At its re:Invent convention, AWS right this moment introduced the overall availably of its Trainium2 (T2) chips for coaching and deploying giant language fashions (LLMs). These chips, which AWS first introduced a yr in the past, might be 4 occasions as quick as their predecessors, with a single Trainium2-powered EC2 occasion with 16 T2 chips offering as much as 20.8 petaflops of compute efficiency. In observe, meaning working inference for Meta’s large Llama 405B mannequin as a part of Amazon’s Bedrock LLM platform will have the ability to provide “3x higher token-generation throughput compared to other available offerings by major cloud providers,” in accordance with AWS.
These new chips can even be deployed in what AWS calls the ‘EC2 Trn2 UltraServers.’ These cases will characteristic 64 interconnected Trainium2 chips which might scale as much as 83.2 peak petaflops of compute. An AWS spokesperson knowledgeable us that these efficiency numbers of 20.8 petaflops are for dense fashions and FP8 precision. The 83.2 petaflops worth is for FP8 with sparse fashions.
AWS notes that these UltraServers use a NeuronLink interconnect to hyperlink all of those Trainium chips collectively.
The corporate is working with Anthropic, the LLM supplier AWS has put its (monetary) bets on, to construct an enormous cluster of those UltraServers with “hundreds of thousands of Trainium2 chips” to coach Anthropics fashions. This new cluster, AWS says, might be 5x as highly effective (by way of exaflops of compute) in comparison with the cluster Anthropic used to coach its present era of fashions and, AWS additionally notes, “is expected to be the world’s largest AI compute cluster reported to date.”

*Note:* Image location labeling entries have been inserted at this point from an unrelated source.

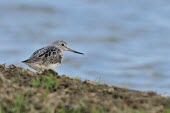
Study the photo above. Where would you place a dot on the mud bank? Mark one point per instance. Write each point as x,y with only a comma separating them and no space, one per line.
23,91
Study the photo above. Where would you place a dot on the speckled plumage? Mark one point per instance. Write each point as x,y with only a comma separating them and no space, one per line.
48,57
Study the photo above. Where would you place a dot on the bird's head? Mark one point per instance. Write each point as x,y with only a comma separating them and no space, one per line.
63,46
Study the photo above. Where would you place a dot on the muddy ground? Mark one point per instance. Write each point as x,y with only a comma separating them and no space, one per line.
23,91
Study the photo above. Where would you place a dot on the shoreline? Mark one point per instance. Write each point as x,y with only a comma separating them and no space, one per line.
25,91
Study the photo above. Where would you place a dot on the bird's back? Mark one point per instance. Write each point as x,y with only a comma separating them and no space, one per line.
45,56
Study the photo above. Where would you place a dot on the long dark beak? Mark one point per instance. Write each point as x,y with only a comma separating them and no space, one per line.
74,51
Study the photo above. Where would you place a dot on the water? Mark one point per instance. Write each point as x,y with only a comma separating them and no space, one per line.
126,43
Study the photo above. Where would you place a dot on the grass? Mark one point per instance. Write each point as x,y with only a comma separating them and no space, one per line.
48,82
28,92
17,105
166,110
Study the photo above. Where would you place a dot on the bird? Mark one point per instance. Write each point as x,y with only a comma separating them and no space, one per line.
48,57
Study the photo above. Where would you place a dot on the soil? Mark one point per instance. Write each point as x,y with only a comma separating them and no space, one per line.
24,91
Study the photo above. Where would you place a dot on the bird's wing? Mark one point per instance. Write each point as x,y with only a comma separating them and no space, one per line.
46,55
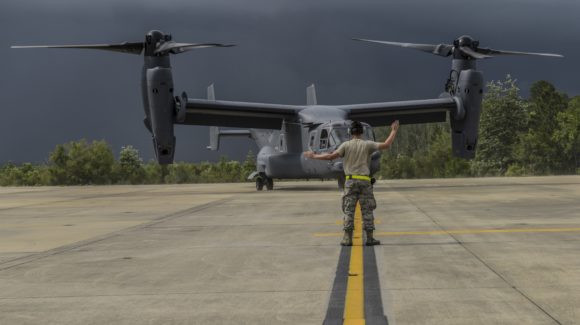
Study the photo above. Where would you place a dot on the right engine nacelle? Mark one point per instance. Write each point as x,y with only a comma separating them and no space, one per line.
464,130
161,109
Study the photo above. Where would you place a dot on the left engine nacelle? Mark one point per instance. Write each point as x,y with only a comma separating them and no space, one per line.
162,110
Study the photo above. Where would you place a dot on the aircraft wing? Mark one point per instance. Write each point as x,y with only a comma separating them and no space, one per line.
407,112
237,114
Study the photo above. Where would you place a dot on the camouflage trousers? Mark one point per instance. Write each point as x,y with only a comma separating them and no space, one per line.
361,191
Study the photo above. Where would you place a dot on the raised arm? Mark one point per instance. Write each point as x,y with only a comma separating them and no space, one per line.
391,138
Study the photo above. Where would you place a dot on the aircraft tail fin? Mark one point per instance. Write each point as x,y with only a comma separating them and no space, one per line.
311,95
210,92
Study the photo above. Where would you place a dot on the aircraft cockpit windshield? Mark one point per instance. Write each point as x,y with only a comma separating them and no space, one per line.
339,135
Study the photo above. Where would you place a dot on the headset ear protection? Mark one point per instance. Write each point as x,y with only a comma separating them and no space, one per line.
355,125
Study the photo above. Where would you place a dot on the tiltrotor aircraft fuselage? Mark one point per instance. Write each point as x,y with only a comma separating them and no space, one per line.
283,132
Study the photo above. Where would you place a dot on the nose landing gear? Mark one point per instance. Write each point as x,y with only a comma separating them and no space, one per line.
263,180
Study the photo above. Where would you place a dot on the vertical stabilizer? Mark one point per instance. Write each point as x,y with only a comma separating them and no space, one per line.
311,95
214,131
210,92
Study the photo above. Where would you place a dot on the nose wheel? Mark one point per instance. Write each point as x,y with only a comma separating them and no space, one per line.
264,181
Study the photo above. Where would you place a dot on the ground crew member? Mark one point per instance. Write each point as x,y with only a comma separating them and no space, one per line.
357,157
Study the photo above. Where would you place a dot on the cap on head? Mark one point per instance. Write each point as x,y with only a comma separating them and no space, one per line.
356,127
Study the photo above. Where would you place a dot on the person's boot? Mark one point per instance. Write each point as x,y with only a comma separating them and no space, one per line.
371,241
347,239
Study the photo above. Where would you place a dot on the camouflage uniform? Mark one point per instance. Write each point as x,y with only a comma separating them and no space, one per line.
361,191
357,158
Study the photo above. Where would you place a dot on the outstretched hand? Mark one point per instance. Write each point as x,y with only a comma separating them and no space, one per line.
395,125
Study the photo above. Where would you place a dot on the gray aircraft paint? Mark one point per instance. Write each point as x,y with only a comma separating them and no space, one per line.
283,132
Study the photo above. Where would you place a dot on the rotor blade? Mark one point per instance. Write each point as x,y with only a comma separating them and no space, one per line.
176,48
439,49
126,47
501,52
472,53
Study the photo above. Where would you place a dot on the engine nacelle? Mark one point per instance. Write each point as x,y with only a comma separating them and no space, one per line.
464,130
162,110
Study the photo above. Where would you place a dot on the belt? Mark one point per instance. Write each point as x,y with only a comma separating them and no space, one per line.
361,177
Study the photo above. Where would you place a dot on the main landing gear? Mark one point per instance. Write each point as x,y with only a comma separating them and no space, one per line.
263,180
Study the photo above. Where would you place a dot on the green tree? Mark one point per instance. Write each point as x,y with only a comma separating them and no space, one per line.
130,166
568,133
538,152
80,163
503,119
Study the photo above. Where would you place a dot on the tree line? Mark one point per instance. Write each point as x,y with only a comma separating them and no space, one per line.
535,136
84,163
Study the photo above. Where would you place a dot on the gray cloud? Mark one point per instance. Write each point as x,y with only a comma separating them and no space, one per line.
54,96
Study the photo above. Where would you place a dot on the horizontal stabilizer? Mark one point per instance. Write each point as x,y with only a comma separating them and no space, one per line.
215,133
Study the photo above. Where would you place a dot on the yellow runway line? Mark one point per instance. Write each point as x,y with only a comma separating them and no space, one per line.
460,232
354,305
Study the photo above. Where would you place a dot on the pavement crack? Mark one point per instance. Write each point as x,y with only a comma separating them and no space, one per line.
12,263
472,253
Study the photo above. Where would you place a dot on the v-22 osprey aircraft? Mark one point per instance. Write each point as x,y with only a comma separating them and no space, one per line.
283,132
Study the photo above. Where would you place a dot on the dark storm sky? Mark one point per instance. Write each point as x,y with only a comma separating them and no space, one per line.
48,97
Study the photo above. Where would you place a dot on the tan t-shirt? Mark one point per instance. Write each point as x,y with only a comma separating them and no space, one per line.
357,156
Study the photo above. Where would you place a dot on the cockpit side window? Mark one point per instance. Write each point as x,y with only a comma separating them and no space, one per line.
369,134
312,140
323,139
338,136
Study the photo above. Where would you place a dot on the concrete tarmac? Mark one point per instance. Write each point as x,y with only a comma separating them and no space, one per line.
457,251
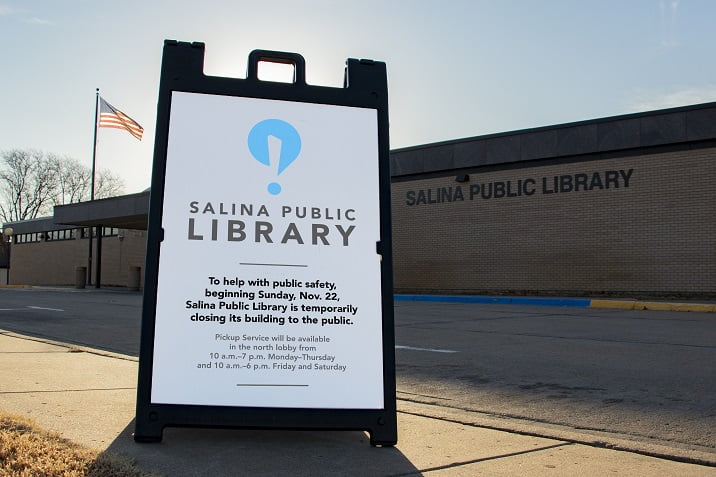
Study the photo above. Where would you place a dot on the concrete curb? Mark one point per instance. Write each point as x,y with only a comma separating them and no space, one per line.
569,302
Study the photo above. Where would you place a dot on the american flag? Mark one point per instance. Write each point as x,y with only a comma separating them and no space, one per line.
111,117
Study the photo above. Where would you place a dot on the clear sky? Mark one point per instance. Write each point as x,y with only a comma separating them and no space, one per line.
455,68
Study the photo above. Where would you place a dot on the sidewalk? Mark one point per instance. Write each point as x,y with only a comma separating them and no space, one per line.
88,396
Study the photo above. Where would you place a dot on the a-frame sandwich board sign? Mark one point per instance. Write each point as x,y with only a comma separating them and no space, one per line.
268,296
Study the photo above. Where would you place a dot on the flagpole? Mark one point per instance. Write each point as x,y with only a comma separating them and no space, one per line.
94,159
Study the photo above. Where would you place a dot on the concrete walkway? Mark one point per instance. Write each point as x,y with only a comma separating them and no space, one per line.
88,396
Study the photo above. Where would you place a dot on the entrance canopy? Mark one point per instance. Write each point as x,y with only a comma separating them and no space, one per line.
124,212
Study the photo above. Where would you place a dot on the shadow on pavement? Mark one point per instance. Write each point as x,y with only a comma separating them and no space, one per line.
226,452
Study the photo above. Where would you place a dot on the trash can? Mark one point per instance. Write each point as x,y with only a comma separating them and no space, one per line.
80,277
134,278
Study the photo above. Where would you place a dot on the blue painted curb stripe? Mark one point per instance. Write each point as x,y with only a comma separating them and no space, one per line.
498,300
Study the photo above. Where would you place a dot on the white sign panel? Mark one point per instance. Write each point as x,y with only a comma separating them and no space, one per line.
269,281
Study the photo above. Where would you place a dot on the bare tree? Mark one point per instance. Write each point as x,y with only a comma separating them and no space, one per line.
32,182
28,182
74,181
107,184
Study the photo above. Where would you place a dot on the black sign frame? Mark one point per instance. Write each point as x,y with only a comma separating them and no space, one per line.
365,86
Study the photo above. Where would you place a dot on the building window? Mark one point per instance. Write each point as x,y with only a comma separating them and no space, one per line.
28,238
109,231
55,235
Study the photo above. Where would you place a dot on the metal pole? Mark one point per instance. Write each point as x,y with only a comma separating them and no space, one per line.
94,159
99,256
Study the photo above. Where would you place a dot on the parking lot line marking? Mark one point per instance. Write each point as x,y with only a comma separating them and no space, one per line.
411,348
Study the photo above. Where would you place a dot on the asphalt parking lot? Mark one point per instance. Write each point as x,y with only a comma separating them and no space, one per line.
646,376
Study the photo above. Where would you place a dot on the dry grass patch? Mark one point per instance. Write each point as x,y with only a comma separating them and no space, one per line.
26,450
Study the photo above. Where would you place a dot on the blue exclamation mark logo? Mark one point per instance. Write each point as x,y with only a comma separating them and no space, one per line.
273,139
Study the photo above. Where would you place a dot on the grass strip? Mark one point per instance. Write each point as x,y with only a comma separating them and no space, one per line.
26,450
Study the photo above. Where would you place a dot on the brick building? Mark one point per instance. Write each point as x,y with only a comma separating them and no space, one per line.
618,206
621,206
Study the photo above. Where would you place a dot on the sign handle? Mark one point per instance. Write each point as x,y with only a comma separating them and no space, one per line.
299,64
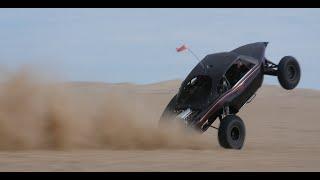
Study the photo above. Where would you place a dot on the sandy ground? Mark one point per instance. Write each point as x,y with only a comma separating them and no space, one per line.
283,134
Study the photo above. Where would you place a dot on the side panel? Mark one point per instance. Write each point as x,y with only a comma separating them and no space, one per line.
251,86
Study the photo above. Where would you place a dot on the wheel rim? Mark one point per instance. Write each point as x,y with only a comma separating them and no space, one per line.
235,133
291,72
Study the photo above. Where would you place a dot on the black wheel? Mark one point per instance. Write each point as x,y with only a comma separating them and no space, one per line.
231,133
289,72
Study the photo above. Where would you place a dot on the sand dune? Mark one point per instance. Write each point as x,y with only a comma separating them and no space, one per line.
112,127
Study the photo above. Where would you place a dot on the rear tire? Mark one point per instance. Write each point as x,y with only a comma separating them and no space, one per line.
231,133
289,72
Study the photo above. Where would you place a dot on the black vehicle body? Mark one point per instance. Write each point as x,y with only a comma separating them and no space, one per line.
208,100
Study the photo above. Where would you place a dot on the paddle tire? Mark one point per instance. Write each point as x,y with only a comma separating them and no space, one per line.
231,132
288,72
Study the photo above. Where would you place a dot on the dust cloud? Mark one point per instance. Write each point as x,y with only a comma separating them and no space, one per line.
37,113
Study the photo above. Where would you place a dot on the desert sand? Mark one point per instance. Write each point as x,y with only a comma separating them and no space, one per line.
282,131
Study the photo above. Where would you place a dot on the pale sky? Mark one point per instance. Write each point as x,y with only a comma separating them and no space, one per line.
138,45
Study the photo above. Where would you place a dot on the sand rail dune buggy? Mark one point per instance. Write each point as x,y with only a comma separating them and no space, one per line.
221,84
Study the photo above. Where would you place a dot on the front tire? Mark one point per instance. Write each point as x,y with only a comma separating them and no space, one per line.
231,133
289,72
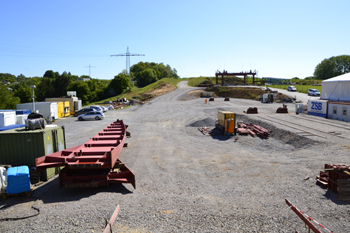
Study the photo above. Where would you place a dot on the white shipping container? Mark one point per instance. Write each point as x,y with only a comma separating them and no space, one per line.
7,118
317,107
47,109
20,119
339,111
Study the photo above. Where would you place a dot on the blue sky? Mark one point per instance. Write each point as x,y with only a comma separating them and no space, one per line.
282,39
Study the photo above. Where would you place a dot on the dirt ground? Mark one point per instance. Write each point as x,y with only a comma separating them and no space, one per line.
158,91
189,182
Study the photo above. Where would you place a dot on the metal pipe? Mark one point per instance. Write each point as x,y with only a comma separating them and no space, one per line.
302,217
111,221
33,97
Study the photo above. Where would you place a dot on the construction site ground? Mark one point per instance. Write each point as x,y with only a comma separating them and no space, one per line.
189,182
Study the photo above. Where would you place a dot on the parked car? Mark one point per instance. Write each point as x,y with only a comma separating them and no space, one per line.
104,108
83,111
95,115
314,92
292,88
97,107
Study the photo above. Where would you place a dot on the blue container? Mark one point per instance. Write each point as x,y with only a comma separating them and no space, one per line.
18,180
23,112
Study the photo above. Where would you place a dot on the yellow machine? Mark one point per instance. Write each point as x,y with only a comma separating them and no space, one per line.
227,121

Total, these specs are an enchancment over Nvidia’s present era of GPUs, which stay in excessive demand and brief provide. They’re dwarfed, nonetheless, by what Nvidia has promised for its next-gen Blackwell chips (with as much as 720 petaflops of FP8 efficiency in a rack with 72 Blackwell GPUs), which ought to arrive — after a little bit of a delay — early subsequent yr.
Trainium3: 4x sooner, coming in 2025
Possibly that’s why AWS additionally used this second to right away announce its subsequent era of chips, too, the Trainium3. For Trainium3, AWS expects one other 4x efficiency acquire for its UltraServers, for instance, and it guarantees to ship this subsequent iteration, constructed on a 3-nanometer course of, in late 2025. That’s a really quick launch cycle, although it stays to be seen how lengthy the Trainium3 chips will stay in preview and once they’ll additionally get into the palms of builders.
“Trainium2 is the highest performing AWS chip created to date,” stated David Brown, vice chairman of Compute and Networking at AWS, within the announcement. “And with models approaching trillions of parameters, we knew customers would need a novel approach to train and run those massive models. The new Trn2 UltraServers offer the fastest training and inference performance on AWS for the world’s largest models. And with our third-generation Trainium3 chips, we will enable customers to build bigger models faster and deliver superior real-time performance when deploying them.”
The Trn2 cases at the moment are usually obtainable in AWS’ US East (Ohio) area (with different areas launching quickly), whereas the UltraServers are presently in preview.